Alessandro Corti
Dacci oggi il nostro litigio quotidiano. Non c’è tema sul quale, nell’esecutivo “giallo-verde”, non si aprano crepe vistose. E non c’è contratto di governo che tenga: i due azionisti di maggioranza, la Lega e il Movimento Cinque Stelle, non fanno praticamente nulla per nascondere di avere idee diverse. L’ultimo terreno di scontro è quello dei vaccini, con l’ennesima bordata lanciata dal leader del Carroccio Matteo Salvini, schierato apertamente dalla parte dei cosiddetti “no-Vax”. Secca la replica della ministra della Salute grillina, Giulia Grillo: “Su questo tema decido io”. Posizioni difficilmente conciliabili. Così come è altrettanto difficile far convivere il pugno duro del leader leghista sui migranti e Rom con la strategia molto più morbida e dialogante del premier Conte e del sui vicepremier, Luigi Di Maio, pronti a trattare la questione con l’Unione Europea ma senza eccedere con le posizioni “sovraniste” o “populistiche”. Stesso copione sulla questione della scorta a Roberto Saviano, che Salvini vorrebbe quantomeno “ridiscutere” se non eliminare. Quanto basta per consentire alla Lega, di conquistare i titoloni dei giornali e giocare all’attacco e mentre i grillini rincorrono e sono costretti a fare catenaccio per evitare il peggio. E le frizioni fra i due partiti non finiscono certo qui. L’elenco è lunghissimo: dalle deleghe per il ministro degli Affari Europei, Paolo Savona, fortemente appoggiato da Salvini e rimasto fino ad ora a bocca asciutta fino alle tasse, con i leghisti che vorrebbero un condono tombale e i grillini, invece, più orientati verso una riedizione, sia pure riveduta e corretta, della rottamazione delle cartelle Equitalia.
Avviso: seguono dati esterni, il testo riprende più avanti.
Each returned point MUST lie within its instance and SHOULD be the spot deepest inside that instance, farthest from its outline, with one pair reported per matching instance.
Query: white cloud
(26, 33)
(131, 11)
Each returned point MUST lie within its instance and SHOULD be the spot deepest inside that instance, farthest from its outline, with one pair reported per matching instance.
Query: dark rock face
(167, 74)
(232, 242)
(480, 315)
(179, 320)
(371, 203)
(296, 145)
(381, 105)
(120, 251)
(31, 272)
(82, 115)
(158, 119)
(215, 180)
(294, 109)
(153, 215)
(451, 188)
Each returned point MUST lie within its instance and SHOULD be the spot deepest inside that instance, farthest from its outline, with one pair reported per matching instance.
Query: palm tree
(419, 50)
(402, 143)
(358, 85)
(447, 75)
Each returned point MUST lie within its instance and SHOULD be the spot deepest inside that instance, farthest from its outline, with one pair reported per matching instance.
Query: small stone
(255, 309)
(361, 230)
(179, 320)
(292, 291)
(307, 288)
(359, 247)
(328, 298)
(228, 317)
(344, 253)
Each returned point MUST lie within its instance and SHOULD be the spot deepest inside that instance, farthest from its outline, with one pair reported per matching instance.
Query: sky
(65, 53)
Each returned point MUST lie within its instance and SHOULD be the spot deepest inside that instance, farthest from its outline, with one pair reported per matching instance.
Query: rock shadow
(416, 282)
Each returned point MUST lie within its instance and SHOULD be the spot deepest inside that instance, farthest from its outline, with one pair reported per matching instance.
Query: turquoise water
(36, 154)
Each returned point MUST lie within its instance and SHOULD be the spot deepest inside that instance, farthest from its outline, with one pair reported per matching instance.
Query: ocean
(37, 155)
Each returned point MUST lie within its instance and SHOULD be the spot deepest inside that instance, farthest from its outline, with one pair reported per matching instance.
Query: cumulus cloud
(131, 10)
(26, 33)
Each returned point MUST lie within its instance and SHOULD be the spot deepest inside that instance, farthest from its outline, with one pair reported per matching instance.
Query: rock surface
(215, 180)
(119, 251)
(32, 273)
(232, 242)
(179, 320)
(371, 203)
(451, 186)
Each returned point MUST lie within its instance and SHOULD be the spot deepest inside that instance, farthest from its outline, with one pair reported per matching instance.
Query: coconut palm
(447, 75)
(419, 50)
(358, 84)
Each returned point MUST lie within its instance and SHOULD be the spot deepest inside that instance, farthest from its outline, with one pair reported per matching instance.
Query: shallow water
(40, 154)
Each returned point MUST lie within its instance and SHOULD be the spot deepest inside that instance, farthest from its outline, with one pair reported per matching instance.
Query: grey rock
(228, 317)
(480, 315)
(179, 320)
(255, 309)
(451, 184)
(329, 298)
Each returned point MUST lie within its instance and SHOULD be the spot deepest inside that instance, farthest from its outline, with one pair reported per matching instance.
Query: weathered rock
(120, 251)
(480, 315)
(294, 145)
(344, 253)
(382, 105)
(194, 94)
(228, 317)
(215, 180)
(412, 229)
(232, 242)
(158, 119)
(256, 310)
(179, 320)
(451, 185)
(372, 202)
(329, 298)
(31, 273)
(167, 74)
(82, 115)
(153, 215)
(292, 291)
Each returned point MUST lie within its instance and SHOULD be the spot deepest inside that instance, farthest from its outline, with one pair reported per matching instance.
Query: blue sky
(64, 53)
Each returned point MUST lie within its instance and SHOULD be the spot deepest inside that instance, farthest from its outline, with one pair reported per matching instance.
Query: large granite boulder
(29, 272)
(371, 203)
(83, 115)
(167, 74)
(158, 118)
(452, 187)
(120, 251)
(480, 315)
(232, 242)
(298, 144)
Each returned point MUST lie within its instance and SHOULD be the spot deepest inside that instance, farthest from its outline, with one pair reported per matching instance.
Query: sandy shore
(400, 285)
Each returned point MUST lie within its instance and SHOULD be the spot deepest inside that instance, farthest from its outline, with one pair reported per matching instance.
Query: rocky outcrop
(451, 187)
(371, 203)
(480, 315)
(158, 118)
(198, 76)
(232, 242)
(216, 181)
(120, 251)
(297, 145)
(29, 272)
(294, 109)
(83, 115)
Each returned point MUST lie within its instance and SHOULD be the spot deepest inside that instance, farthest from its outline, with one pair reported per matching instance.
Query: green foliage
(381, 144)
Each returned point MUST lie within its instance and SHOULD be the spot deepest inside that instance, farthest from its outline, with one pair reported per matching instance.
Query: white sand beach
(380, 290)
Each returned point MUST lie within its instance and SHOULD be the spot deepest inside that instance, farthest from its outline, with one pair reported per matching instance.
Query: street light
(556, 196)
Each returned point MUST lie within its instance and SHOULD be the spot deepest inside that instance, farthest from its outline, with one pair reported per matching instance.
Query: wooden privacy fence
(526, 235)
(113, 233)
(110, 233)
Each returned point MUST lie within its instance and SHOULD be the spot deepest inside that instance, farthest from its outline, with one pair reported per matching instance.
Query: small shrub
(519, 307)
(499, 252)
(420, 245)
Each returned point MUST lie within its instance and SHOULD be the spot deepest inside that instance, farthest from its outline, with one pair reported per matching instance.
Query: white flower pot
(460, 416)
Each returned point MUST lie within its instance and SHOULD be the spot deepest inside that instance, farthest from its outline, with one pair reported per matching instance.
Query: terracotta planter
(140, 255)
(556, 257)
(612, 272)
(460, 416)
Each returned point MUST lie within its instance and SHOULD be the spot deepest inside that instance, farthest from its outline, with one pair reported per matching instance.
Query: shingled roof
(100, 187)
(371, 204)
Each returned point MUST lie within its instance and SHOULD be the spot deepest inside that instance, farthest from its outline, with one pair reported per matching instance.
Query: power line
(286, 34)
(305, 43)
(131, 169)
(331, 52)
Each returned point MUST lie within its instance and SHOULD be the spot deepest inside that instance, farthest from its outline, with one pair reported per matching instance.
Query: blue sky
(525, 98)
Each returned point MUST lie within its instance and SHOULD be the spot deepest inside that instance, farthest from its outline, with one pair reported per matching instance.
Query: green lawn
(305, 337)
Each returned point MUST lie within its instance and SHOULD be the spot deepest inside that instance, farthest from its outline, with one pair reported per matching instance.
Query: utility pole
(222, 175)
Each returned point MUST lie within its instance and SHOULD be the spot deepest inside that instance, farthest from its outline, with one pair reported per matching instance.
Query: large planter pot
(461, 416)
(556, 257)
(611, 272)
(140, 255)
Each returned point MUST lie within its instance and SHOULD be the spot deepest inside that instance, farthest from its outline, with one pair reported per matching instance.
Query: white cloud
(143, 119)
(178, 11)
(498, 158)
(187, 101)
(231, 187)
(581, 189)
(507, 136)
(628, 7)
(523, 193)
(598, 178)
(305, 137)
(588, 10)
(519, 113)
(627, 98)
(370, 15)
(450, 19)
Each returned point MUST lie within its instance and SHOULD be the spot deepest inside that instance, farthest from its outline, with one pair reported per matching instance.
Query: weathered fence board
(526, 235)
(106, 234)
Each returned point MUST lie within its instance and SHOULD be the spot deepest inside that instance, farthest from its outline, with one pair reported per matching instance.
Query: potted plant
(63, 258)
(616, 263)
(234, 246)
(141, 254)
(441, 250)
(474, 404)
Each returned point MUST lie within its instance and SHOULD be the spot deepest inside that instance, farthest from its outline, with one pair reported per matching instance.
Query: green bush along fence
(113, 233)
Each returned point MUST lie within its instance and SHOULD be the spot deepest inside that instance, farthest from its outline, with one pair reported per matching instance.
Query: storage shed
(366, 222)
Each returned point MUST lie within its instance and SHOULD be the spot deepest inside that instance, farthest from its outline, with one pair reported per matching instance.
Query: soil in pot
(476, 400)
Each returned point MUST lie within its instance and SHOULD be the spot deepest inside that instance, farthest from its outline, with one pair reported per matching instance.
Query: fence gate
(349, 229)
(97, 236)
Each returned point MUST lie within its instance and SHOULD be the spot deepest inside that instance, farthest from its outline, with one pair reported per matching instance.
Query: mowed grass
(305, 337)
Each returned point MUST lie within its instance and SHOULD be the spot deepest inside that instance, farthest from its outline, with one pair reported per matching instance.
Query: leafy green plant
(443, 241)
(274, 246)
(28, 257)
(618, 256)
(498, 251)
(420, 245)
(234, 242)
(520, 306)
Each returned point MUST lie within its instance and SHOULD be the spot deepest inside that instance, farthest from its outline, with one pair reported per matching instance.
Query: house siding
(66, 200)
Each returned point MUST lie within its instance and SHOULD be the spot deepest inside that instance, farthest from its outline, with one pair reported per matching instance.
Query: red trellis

E’ vero che all’interno delle coalizioni di governo, per la loro stessa natura, ci possono (e devono) essere pensieri diversi. E’ già successo tante volte nella storia repubblicana, sia con gli esecutivi di centrodestra sia con quelli di centrosinistra. Bisogna però capire qual è il confine da non superare affinché la normale dialettica fra le forze politiche non si traduca, di fatto, in una campagna elettorale permanente e, quindi, in una sostanziale ingovernabilità. Nei prossimi giorni l’esecutivo dovrà prendere decisioni importanti. C’è da rinnovare il Cda della Rai, compreso il Presidente e il Direttore generale. Sono in scadenza almeno 380 poltrone nelle società pubbliche. Senza contare, poi, le grandi questioni economiche: si dovrà decidere, ad esempio, quali misure far confluire nella prossima legge di Bilancio e se sfidare o meno la Commissione Europea sui parametri del deficit. Insomma, un’agenda fittissima di temi e di scadenze che avrebbe bisogno, per lo meno, di un governo impegnato più a governare che a litigare. L’esatto contrario di quello che sta andando in scena in questi giorni e che comincia a preoccupare anche i mercati.